Washington DC – As Morocco prepared for this year’s Africa Cup of Nations (AFCON), I was waiting with bated breath for the release of players who would represent the Moroccan national team. Like the large majority of Moroccans who live and breathe football and bleed the national team’s colors, I had very high expectations for the team in the ongoing AFCON.
Above all, I was expecting a solution to the long simmering dispute between players like Hakim Ziyech and Noussair Mazraoui and national coach Vahid Halilohdzic![]()
Despite reports that Halilhodzic and these two players did not see eye to eye, that the Franco-Bosnian coach was determined not to select them unless they bowed down to his rigid disciplinary code, I hoped that wisdom and the interest of a talented group in search of a much-needed trophy or morale-boosting continental performances would ultimately prevail.
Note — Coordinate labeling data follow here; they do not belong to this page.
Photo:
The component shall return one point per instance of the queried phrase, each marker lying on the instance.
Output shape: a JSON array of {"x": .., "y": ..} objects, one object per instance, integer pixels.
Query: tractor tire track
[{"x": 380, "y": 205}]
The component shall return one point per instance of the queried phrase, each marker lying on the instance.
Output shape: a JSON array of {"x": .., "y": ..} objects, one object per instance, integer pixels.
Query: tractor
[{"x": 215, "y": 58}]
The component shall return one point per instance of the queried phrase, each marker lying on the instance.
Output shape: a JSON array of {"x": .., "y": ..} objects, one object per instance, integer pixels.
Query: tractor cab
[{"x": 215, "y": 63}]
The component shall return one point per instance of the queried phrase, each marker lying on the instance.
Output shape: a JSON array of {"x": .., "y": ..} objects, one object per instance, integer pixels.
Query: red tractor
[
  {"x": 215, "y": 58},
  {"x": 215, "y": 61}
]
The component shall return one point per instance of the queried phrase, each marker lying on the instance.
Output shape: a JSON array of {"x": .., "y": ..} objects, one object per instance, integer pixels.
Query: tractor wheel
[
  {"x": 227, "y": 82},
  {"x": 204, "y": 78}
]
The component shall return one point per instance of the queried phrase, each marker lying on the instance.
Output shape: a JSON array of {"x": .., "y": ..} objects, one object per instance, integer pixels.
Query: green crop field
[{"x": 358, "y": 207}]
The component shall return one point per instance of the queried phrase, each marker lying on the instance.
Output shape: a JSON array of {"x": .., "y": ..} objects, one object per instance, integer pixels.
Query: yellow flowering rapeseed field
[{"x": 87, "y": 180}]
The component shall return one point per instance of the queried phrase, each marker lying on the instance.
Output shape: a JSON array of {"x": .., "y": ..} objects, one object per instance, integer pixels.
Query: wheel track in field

I prayed that the national team’s interests would supersede over all other considerations and narrow personal and selfish considerations. As report after report suggested that Halilhodzic was adamant about not selecting Mazraoui and Ziyech, I clung to the hope that Morocco’s Royal Football Federation (FRMF), who pays the coach, would somehow intervene and convince him to reconsider his decision, or at least establish a temporary bridge between the two players — because the team needed them — and their erratic coach.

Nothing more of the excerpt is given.